Questionado pelos jornalistas, Daniel disse que vai manter os pro­gramas sociais e usá-los para me­lhorar a atenção do Estado para com o cidadão. Os cadastros dos programas sociais serão integra­dos e isso permitirá ao Estado agir cirurgicamente no auxílio às famí­lias necessitadas. “Filhos dos bene­ficiários dos programas terão prio­ridade em outras ações de inserção social, como na qualificação pro­fissional, para que consigam sozi­nhos manter seu sustento. As con­quistas serão mantidas, mas Goiás precisa avançar com novas pes­soas e novas ideias.”

INEFICIÊNCIA

A ineficiência do Estado tam­bém foi tema da conversa na Rá­dio Sagres 730. Daniel lembrou o caso da barragem do Ribei­rão João Leite como um símbolo dessa falta de capacidade de con­duzir Goiás: “O Estado é muito ineficiente e essa é a razão da im­popularidade do governo. Inau­guraram a barragem do Ribei­rão João Leite seis vezes, só que esqueceram de fazer a ligação da água com Goiânia e Apareci­da. É o mesmo que você colocar uma caixa d’água na sua casa e es­quecer de colocar os canos. Não adianta nada. É a prova da inefi­ciência. Temos tanta água aqui do lado e não tem nas torneiras.”
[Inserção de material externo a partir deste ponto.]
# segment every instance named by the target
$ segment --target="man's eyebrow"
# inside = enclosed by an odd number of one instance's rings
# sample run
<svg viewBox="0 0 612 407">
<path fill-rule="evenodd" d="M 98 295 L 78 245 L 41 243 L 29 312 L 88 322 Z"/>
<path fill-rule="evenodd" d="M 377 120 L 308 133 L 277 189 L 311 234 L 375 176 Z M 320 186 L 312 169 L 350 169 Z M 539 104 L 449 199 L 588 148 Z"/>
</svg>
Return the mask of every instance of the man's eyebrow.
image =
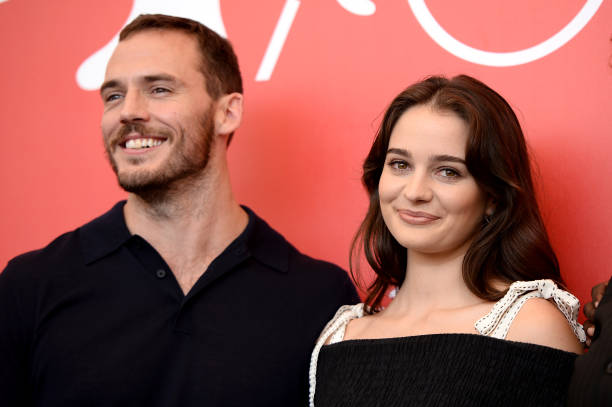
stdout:
<svg viewBox="0 0 612 407">
<path fill-rule="evenodd" d="M 115 88 L 119 86 L 119 81 L 117 80 L 110 80 L 110 81 L 106 81 L 102 84 L 102 86 L 100 86 L 100 94 L 103 94 L 104 91 L 108 88 Z"/>
<path fill-rule="evenodd" d="M 178 82 L 178 79 L 172 75 L 161 73 L 161 74 L 156 74 L 156 75 L 145 75 L 143 76 L 142 81 L 146 83 L 158 82 L 158 81 Z"/>
<path fill-rule="evenodd" d="M 153 82 L 179 82 L 176 77 L 167 74 L 155 74 L 155 75 L 145 75 L 141 79 L 144 83 L 153 83 Z M 116 79 L 111 79 L 106 81 L 100 86 L 100 94 L 104 93 L 104 91 L 108 88 L 115 88 L 120 86 L 120 82 Z"/>
</svg>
Daniel lembrou ainda da liga­ção entre os candidatos adversá­rios: “Foi o senador Ronaldo Caia­do foi quem indicou José Eliton para a vice de Marconi Perillo em 2010. Eles sempre estiveram jun­tos e não podem negar isso. Me chama atenção que ele (Caiado) tenha ficado esse tempo todo (16 anos) do lado de lá e só agora con­seguiu ver as mazelas do governo? Só agora que faz as cobranças so­bre o desequilíbrio fiscal do Esta­do e à precariedade dos serviços públicos? Ficou esse tempo todo cego, surdo e mudo?”

CAMPANHA

O governadoriável disse que os candidatos majoritários vão se dividir em diferentes frentes de mobilização para levar a mensa­gem de renovação a todo o Esta­do. “Vamos a partir desta sema­na ampliar as ações, dividindo os integrantes da chapa majoritária: eu; o candidato a vice-governador, Heuler Cruvinel (PP); e os candi­datos a senador Agenor Mariano (MDB) e Vanderlan Cardoso (PP) estaremos nos distribuindo, es­pecialmente nos finais de sema­na, para que a campanha possa, o mais rápido possível, chegar a to­das as regiões do Estado.”